It took over two years trying to find information on the three soldiers that were involved in the promise. There names were Pudgie Taylor, Bobby Glue and George Bramwell.
There were numerous issues to deal with, the first major hurtle was that the events took place almost 100 years ago and number two on the list was the destruction of WWI documents when the archive building was demolished during the Blitz in WWII. The other problems were minor, such as nicknames, trying to perform my research from the US side of the pond and the way the British recorded things.
What helped me was the knowledgeable people on some of the WWI forums I had joined. Many were experts on WWI and most were located in the UK. A case in point was the rank my grandfather held at one time in the Royal Field Artillery (RFA). Early in his military career he held the rank of bombardier, which in the US it conjures-up visions of a bombardier aboard an aircraft that drops bombs. With this in mind and knowing that my grandfather also served in the Royal Air Force a year and a half before the war ended. To me two plus two equaled four, but not in the British army. Bombardier was a rank within the RFA, something on par as a corporal.

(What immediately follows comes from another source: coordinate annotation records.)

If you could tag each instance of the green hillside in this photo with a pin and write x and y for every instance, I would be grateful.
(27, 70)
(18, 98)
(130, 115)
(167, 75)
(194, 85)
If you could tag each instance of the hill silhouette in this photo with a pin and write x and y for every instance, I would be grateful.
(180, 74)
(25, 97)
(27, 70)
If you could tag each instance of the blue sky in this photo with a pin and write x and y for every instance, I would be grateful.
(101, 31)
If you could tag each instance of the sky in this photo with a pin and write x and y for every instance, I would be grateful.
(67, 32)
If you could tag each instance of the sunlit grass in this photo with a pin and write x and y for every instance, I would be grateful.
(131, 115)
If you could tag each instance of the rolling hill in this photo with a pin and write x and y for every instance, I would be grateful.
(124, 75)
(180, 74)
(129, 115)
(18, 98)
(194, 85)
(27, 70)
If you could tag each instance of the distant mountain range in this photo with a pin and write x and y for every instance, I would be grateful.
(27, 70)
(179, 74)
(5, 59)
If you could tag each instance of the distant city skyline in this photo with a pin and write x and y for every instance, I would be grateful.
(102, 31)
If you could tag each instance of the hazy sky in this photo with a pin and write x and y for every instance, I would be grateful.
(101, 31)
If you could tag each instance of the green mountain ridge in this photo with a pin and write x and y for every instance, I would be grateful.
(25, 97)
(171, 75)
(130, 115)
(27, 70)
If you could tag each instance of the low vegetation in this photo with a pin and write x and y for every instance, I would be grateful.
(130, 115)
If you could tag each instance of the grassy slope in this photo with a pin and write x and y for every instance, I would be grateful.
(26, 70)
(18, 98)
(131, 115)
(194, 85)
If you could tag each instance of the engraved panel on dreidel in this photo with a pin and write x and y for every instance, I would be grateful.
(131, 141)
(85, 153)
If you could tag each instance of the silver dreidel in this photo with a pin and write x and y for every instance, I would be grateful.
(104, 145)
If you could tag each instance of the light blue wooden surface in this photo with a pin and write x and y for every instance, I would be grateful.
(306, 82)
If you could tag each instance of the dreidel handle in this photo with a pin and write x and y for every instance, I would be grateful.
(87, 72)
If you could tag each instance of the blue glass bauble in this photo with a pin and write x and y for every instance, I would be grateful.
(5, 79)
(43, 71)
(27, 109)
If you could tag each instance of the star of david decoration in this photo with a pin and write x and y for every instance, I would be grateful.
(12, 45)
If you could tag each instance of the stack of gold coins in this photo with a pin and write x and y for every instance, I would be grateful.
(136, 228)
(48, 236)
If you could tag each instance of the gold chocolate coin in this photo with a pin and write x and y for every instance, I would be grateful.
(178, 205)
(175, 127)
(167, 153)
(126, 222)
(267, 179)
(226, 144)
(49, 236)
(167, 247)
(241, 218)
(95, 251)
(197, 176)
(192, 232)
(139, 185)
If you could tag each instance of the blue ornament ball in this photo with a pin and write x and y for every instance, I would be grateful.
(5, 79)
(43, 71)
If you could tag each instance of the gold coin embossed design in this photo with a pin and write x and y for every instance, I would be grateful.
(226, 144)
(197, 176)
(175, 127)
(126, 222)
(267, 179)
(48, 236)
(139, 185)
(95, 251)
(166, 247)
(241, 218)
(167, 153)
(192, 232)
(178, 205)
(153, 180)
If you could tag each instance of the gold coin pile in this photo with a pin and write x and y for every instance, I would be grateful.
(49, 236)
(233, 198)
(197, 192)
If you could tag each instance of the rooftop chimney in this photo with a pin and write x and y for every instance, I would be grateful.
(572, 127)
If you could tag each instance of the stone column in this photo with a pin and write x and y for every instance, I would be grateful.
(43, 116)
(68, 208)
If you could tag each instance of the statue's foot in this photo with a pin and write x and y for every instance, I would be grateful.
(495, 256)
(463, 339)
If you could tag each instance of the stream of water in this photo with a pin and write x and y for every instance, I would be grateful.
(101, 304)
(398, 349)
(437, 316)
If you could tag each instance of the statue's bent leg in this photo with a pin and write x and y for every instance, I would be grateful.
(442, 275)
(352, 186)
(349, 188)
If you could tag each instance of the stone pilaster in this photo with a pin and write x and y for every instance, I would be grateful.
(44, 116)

In the collection of war documents within the box was a dark brown piece of what looks like scrap paper. Written in pencil there was a message scribbled on one side. It made reference to a bird that was shot down and those that observed it being hit by British anti-aircraft guns couldn't identify which AA battery actually brought it down. Again the experts set me straight for I thought it was shot down over London. Why, because my grandfather established the anti-aircraft batteries around Liverpool. With the information written on the slip of paper, the experts collaborated and agreed that the bird was shot down over Paris. I was also informed that bird referred to an airplane not a zeppelin.